ABCD is a parallelogram, E and F are the midpoints of AB and CD respectively. GH is any line that intersects AD, EF and BC in G, P and H respectively. Prove that GP = PH.

[Hint: Use Intercept Theorem on AD || EF || BC.]

ABC is a right-angled triangle with hypotenuse AC = 13 cm and side AB = 5 cm. Perpendiculars are drawn from mid-point M of AC to AB and BC. What is the perimeter of the resulting quadrilateral?

In the quadrilateral ABCD, AD || BC. P and Q are mid-points of AB and AC. Prove that

1. R is the mid-point of DC.
2. AD + BC = 2PR

In parallelogram PQRS, M is the mid-point of PQ. PT drawn parallel to MR meets SR at N and QR produced at T. Prove that

1. PS = `1/2` QT
2. PT = 2MR

ABCD is a kite in which AB = AD and BC = DC. M, N and O are mid-points of sides AB, BC and CD. Prove that

1. ∠MNO = 90°
2. The line MP drawn parallel to NO bisects AD.

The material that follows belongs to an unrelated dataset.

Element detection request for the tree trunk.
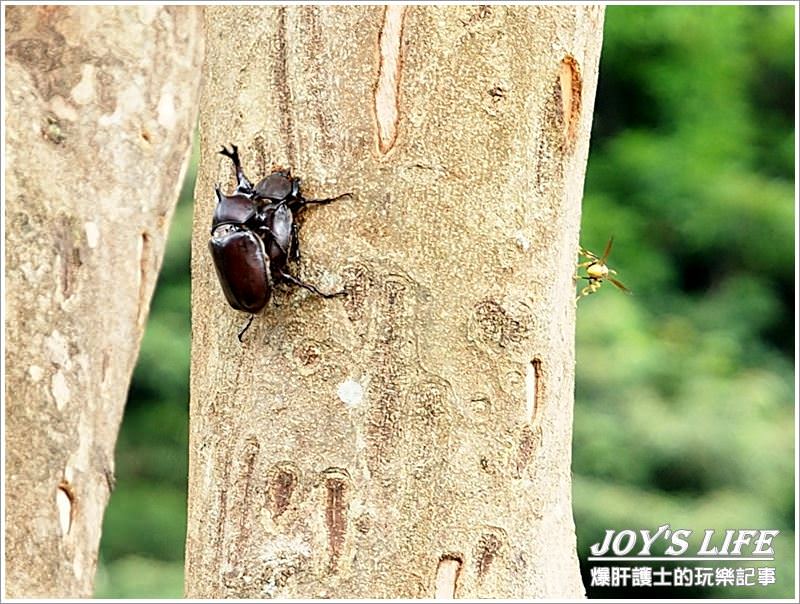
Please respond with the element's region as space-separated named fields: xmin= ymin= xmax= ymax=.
xmin=5 ymin=6 xmax=202 ymax=598
xmin=186 ymin=6 xmax=603 ymax=598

In ΔABC, AM = MC = BM. Prove that ∠ABC = 90°.

In ΔPQR, PQ = 5 cm, QR = 12 cm, PR = 13 cm. M and N are mid-points of PQ and QR. The length of MN is ______.

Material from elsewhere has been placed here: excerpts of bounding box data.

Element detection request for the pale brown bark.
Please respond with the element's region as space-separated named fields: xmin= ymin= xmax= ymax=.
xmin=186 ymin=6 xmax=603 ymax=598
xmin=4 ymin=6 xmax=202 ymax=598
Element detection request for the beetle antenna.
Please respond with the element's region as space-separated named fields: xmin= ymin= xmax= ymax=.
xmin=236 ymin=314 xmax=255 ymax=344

In ΔABC, M and N are midpoints of AB and AC. ∠AMN = 3x – 25, ∠B = 2x + 5.
∴ The value of x is:

M and N are mid points of sides AD and BC in the trapezium ABCD. AB = 6.5 cm, MN = 8 cm.

∴ DC = ........

PQ || MN || SR and PM = MS. Find x if QN = 3x + 1 and NR = 2x + 6.

M and N are mid points of AB and AC of ΔABC. AB = 9 cm, BC = 12 cm. Perimeter of BPNM is ______.

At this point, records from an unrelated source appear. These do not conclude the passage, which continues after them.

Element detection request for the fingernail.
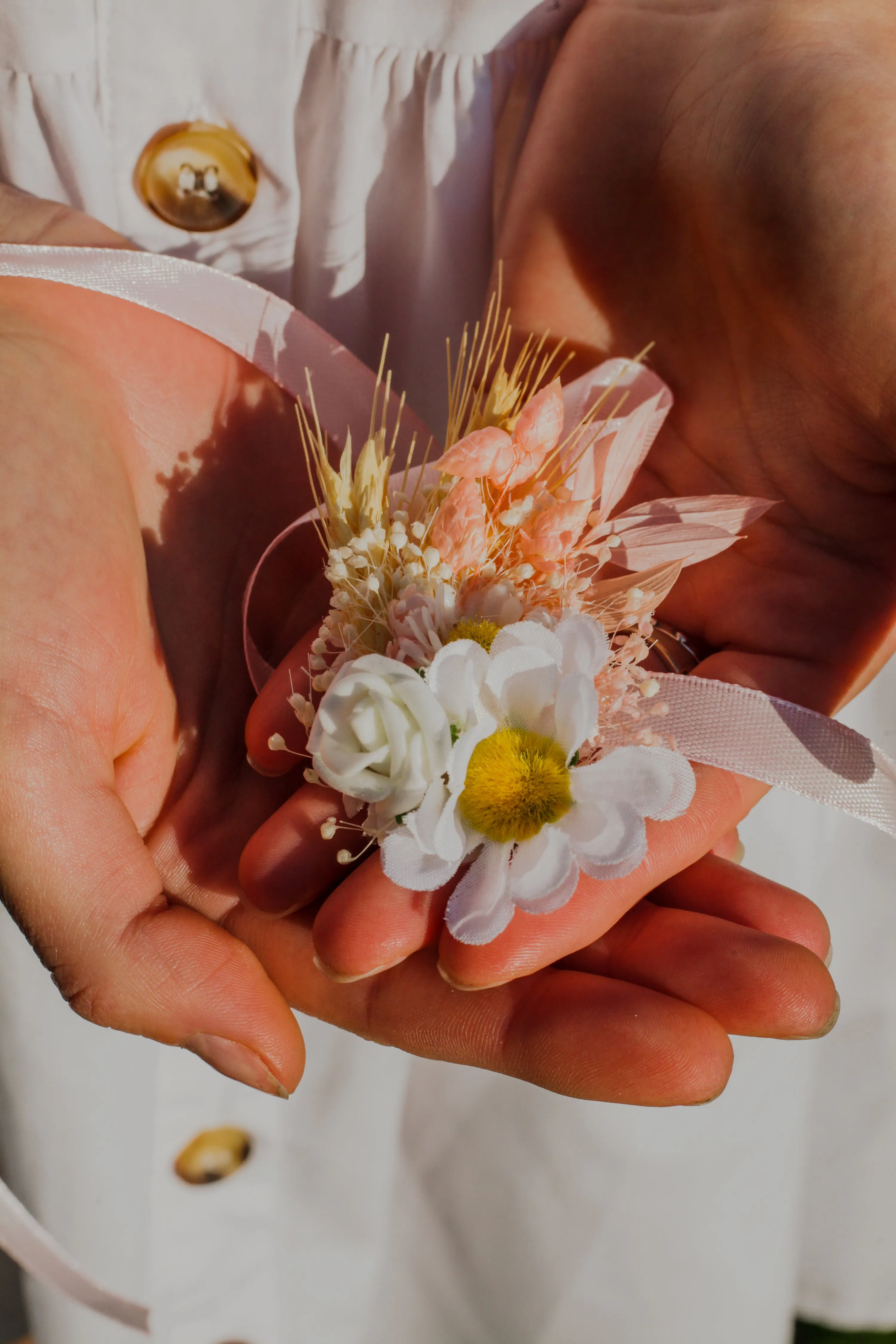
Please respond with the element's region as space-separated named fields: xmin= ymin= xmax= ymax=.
xmin=786 ymin=995 xmax=840 ymax=1040
xmin=246 ymin=751 xmax=283 ymax=780
xmin=181 ymin=1031 xmax=289 ymax=1098
xmin=435 ymin=961 xmax=508 ymax=995
xmin=312 ymin=952 xmax=411 ymax=985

In ΔABC, M, N, P are midpoints of sides AB, AC and BC. X, Y, Z are midpoints of sides of ΔMNP. If XY = 2 cm, YZ = 2.5 cm, XZ = 3 cm, then sides of ΔABC are ______.

In ΔPQR, ∠P = 90°, PQ = 8 cm, QR = 17 cm. From midpoint M perpendiculars are drawn parallel to sides PQ and PR. Perimeter of rectangle PAMB is ______.

When the midpoints of sides of a kite are joined in order, the quadrilateral formed is a ______.

When the midpoints of a rectangle are joined in order, the quadrilateral formed is a ______.

When the midpoints of a quadrilateral are joined in order, the figure formed is a ______.

A square is formed when the midpoints of ______ are joined in order.

ABCD is a rhombus, O is the midpoint of BC. AD = 6 cm. DP is ______.

Name the 2 quadrilaterals K₁ and K₂ when midpoints of K₁ are joined in order K₂ is formed and when midpoints of K₂ are joined K₁ is formed.

In the rectangle ABCD, AB = 9 cm, BC = 12 cm. Midpoints M and N of AB and BC are joined. Length of MN is ______.

M and N are midpoints of sides AB and BC of ΔABC. If AC = 12 cm and ∠BMN = 55°. Then

1. MN = 6 cm
2. MN || AC
3. ∠c = 55°

Which statements from the above are valid?

Assertion: In ΔABC, AP ⊥ BC. E and F are midpoints of AB and AC, then AQ = QP.

Reason: Q is the midpoint of AP from midpoint theorem.

Assertion: ABCD and PQRC are rectangles. Q is the midpoint of AC, then BP = PC.

Reason: Through the midpoint of one side of a triangle, a line is drawn parallel to another side it bisects the third side.

Assertion: In ΔABC, M and N are midpoints of sides AB and AC. ∠BMN = 6x and ∠B = 2x. ∴ x = 22.5°.

Reason: Co-interior angles of parallel lines are supplementary.

In the figure, lines l, m and n are parallel. AP = PQ. Find

1. BC if AB = 3.5 cm
2. SQ if RQ = 2.8 cm
3. CQ if BP = 3.2 cm
4. PR if AS = 7.4 cm
5. BR if AS = 6.5 cm and CQ = 9.5 cm

M and N are mid-points of AB and AC.

1. Find x if ∠MNC = 3x – 10° and ∠C = x + 18°
2. Find y, if MN = (2y + 3) cm and BC = (3y + 8) cm

∠ABC = 90°. ABP is an equilateral triangle. PQ || BC. Prove that

1. PQ ⊥ AB
2. AQ = QB
3. R is the mid-point of AC.

ABCD is a parallelogram. P is the mid-point of DC and Q is a point on AC such that CQ = `1/4` AC. PQ produced meets BC at R. Prove that R is the mid-point of BC. [Hint: Join DB.]

PQRS is a parallelogram. M and N are mid-points of PQ and QR. Diagonals PR and QS meet at O.

1. Prove that MONQ is a parallelogram.
2. If PQ = 8 cm and PS = 6 cm, find the perimeter of MONQ.

In ΔABC, M and N are mid-points of sides AB and BC. P is a point on AC such that PN || AB. Prove that PMBN is a parallelogram.

ABCD is a rectangle. P, Q, R and S are the mid-points of sides AB, BC, CD and AD respectively. What kind of figure is PQRS? If AB = 32 cm and BC = 24 cm, find the perimeter of PQRS.

In ΔABC, M and N are mid-points of AB and AC respectively. P is any point on BC. Prove that MN bisects AP.